Teniendo los pasos peatonales más respetados de la República Mexicana, pasa que me encuentro con personas que se lanzan a atravesar la calle por donde no deberían o cuando no deberían. Sacan la cabeza entre los autos estacionados al lado de la calle, asoman luego todo el torso y, calculando la distancia a la que están los autos que se acercan, se lanzan a la calle con inmensa zancada. Sucede aquí lo extraño: tras dar cuatro o cinco saltos enormes —que juntos se convierten en un correr— y cuando el auto está más cerca... ¡aminoran la marcha! Es como si el peatón hubiese ganado una competencia de colocarse primero en la calle, dejando al conductor sin nada más qué hacer sino esperar a que termine de cruzar.

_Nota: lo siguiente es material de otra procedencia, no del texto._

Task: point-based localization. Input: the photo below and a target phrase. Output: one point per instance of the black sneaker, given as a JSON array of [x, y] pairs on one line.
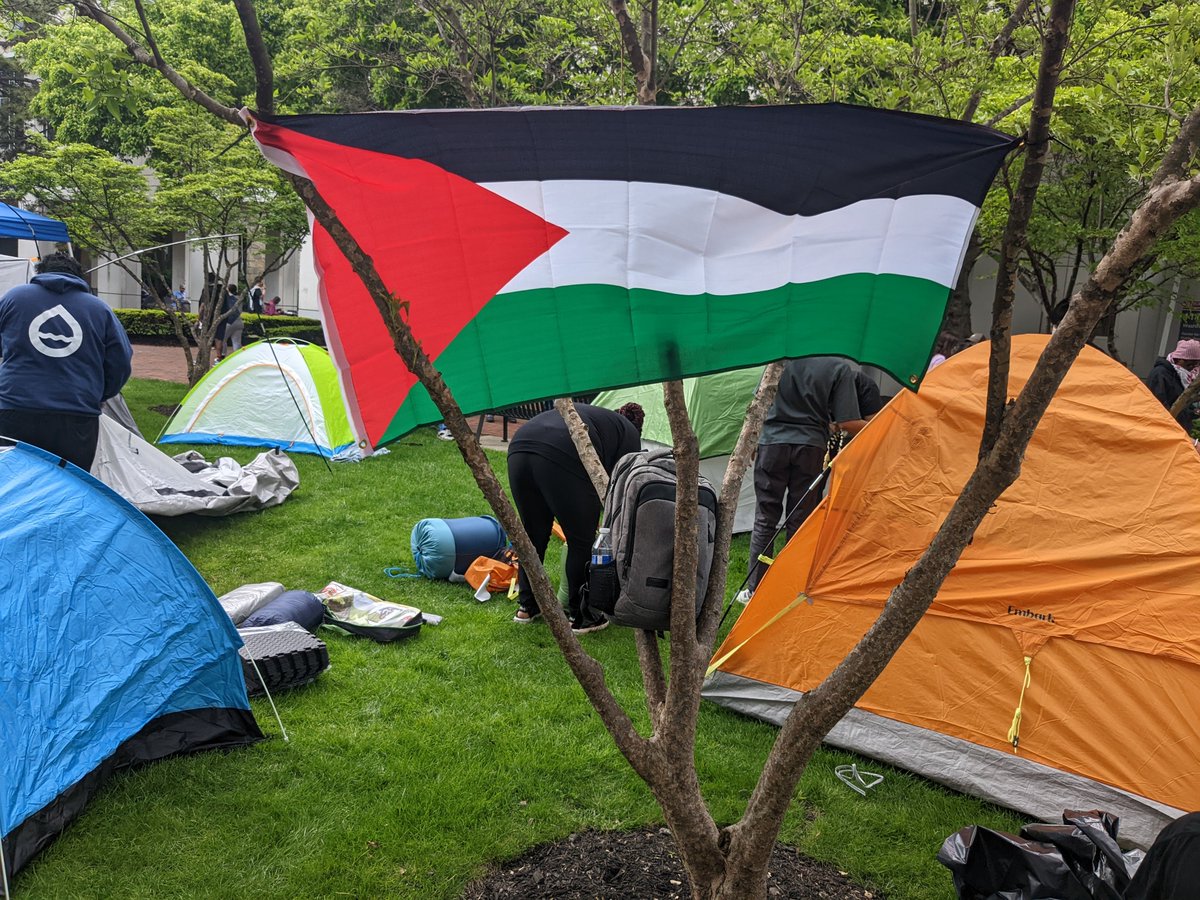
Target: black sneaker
[[583, 628]]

Por otra parte, no hay caso de peatones más ridículo que las muchachitas aquellas que, con el uniforme de la preparatoria, corren de esquina a esquina dando de gritos y carcajadas.

21 de abril de 2012

Trazos y nombres

Cumplí los dieciocho años y llegó el momento de tramitar mi carné de identidad. Por meses había ensayado la que sería mi rúbrica: las letras ge, eme y pe —mis iniciales— estilizadas en una especie de ola, subrayadas las tres por una larga línea horizontal. Así la plasmé en el documento y en todos los que a partir de entonces tuve que firmar.

Un par de años después, una Érika que conocía me firmó un papel y me gustó como el centro y solo el centro de su rúbrica quedaba encerrado en un círculo. Educada y éticamente le pregunté si podía adoptar el recurso y me dijo que sí. Para entonces, mis tres letras ya apenas se separaban, formando una gorda línea vertical atravesada por la raya del subrayado, en una suerte de cruz que, ahora con el círculo, recordaba a la mira telescópica de un rifle.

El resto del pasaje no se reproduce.